Dr. Harald Schmidt, assistant professor of medical ethics and health policy at the University of Pennsylvania, said health department leaders are making sincere efforts to create a smooth rollout.

"It really is outstanding what Tennessee is trying to accomplish," he said. "Now, the other aspect is, the devil so often is really in the details. And personally, I really think it's important that we cut health departments some slack here. You've seen a lot of press coverage recently how the vaccine rollout has been disappointing and chaotic and all sorts of very disparaging language."

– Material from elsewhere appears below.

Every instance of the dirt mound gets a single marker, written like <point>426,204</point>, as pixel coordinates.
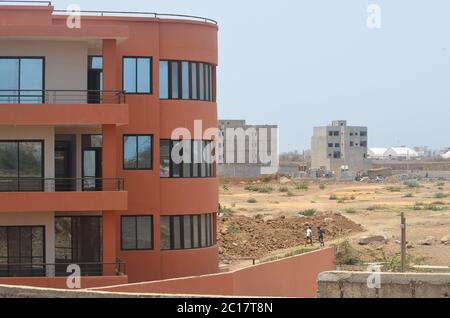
<point>241,236</point>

Christian said the Tennessee Department of Health monitors the 89 rural counties under its control to ensure they are following the vaccination plan. The state's six metro counties, including Hamilton, have more autonomy. However, these counties are in frequent communication with the state, Christian said.

The next stage of vaccine distribution, specifically in getting shots to vulnerable or vaccine-hesitant communities, will be difficult. The two available vaccines, from Moderna and Pfizer-BioNTech, require ultra-cold storage and have a relatively short shelf life, making it difficult to use mobile clinics or release them at various locations, such as local pharmacies, that may not have the infrastructure to keep the doses cold.

"What's happening in this country right now has never happened before - we basically are having a mass vaccination of hundreds of millions of people, and the logistical challenge is off the charts," said Robert Chamberlain, co-founder and CEO at Applied Health Analytics. "And the complicated aspect of it is, the further you go down the distribution channels, the more complex the distribution becomes."

At a news conference last week, Becky Barnes, administrator for the Hamilton County Health Department, said her organization is in the early stages of developing an educational campaign for populations that are vaccine hesitant. Barnes told the Times Free Press the department was working on a plan earlier this month and said the same thing in the opening days of December, when the first doses of the vaccine were set to arrive in the county.

Few details about what the rollout or education campaign will look like have been provided to the public.

Glen Nowak, director of the Center for Health and Risk Communication at the University of Georgia, said it makes sense that many state distribution plans are broad and offer few details about operations.

Providing more specifics, although difficult, will be important. Many health departments are underfunded and understaffed, he said.

"It takes a lot of work to get down to develop a really detailed plan. And it requires a lot of resources," Nowak said. "Most health departments, they don't have a lot of staff and most of the staff they have are nurses or medical people. They're not communications people. They're not logistics people."

On Sunday, the Hamilton County Health Department announced its new vaccine appointment system, along with eight days of availability for the first dose for eligible groups.

Staff writer Elizabeth Fite contributed to this story.